From the jump, let me say that I do appreciate people who offer "thoughts and prayers" to people when they grieve. Specifically, I am thankful people have taken a moment to say this salutation to me over the last year of my life living in grief. What I'm hoping to combat by writing this is people who use this as a means of saying "I don't know what to say to you".
In all honesty, I'd rather someone be straight up real with me in regard to their speechlessness than I would to hear "thoughts and prayers". Let's break down "thoughts and prayers" in long-form. "Thoughts" can mean basically the same thing: I am thinking of you during your time of grieving. Someone is saying to you that despite your feelings of loneliness, they are thinking of the situation you're in. While this is, on the surface level, a comfort to some, what I read is "I'm thinking of how hard your life must be now", "I'm thankful I'm not experiencing what Jed's experiencing", "How can anyone live with that type of grief", etc.
You can better understand now why I take no comfort in someone saying they're thinking of me. Without context, the mind wanders. Without specificity, the words mean little more than their face value. Now, let's take "Prayers" and throw some context at it, too. While the notion of praying for someone is a kindness being extended to someone you're assuming needs prayer, the real reach is in the fact that maybe they don't pray to a god or deity, or maybe they don't share the same faith as you do.

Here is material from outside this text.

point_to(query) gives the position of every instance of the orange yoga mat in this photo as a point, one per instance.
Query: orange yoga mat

What's Christian prayer to a Buddhist? A Jain? An atheist? While I'm a Christian in the sense that I ask for God's help but don't pay my tithes to a man in a $3,000 suit, what good is prayer to an atheist who disbelieves in ritualistic religious faith? Also, I take little comfort in prayer during this period of my life. Life isn't always "shrug it off and ask God for guidance". God's not here walking in this body with these feelings. I barely find comfort in people I can touch, let alone an invisible deity with enough supposed power to stop death and fighting. So, the crux is that I have to believe we've done these things to ourselves, and when it fits within the larger construct of my time on Earth, maybe at some point God'll wave his fingers about and remove this dullness of heart inside me because of numerous pitfalls I've experienced.
The notion of praying for someone also doesn't hold a lot of weight when the prayer isn't actually performed. Now, this is the most speculative moment in my thinking in that how disrespectful would I be if I asked someone if they were explicitly remembering to pray for me? Right, I'd be a real jerk. What I'm saying is sometimes this phrase is little more than a phrase, period. No real thoughts, or prayers, are being sent toward the person it's being directed toward.

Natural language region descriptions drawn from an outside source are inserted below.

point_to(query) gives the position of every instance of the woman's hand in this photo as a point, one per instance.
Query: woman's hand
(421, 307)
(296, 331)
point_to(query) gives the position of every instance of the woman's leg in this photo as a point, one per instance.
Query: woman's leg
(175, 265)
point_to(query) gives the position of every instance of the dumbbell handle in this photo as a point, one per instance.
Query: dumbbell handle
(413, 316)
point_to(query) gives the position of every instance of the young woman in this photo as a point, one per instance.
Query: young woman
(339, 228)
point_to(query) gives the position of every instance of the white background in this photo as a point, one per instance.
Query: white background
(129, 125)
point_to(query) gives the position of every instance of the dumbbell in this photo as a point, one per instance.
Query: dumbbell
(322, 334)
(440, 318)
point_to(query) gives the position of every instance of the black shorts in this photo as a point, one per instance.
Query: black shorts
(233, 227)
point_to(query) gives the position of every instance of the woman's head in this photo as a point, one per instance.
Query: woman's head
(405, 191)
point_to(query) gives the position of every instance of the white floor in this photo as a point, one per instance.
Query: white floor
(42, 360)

I've had several people wish me "thoughts and prayers", and I'll give us all a moment of pause to wait for them to miraculously contact me right now after gifting me the notion several months ago...
Right, even after that brief pause, I've still not been contacted after the initial notion. There's this ideology that "I don't know what else to say", so the internet lexicon has deemed appropriate the use of "thoughts and prayers" as the ultimate in intangible and unproveable salutations. It's like a verbal/written hoodwink to those who are suffering. Is the notion kind? Yes. Is it thoughtful? Hardly. Instead of wishing "thoughts and prayers", say "I don't know what to say, but I've got a hug for you the next time I see you", or "You can overcome, I believe in you".
It is fallacy to believe that you are "speechless", unless you are physically mute or otherwise incapable of forming thought. I'm not coming from a standpoint where I'd want "thoughts and prayers" salutations to cease from my life. In a way, it does add some level of comfort. What I'm saying is that we are all much more than "thoughts and prayers" types. If we can talk small about the weather, we can say a little more to those grieving. I make a practice of saying "I know how you feel", "I have experienced this and I empathize", or "I love you" before I will ever say "thoughts and prayers" to someone who has experienced loss.
"Thoughts and prayers" don't take the bullets back. They don't remove the desperation from an already dead suicide victim, nothing will. They don't say enough, most times. They don't comfort nonbelievers. They don't mean much without real thoughts and real declarations of care. Words aren't going to un-die someone, no. Specificity will help ease people's pains. I urge anyone reading to open up a little more to those grieving. They most likely will be thankful.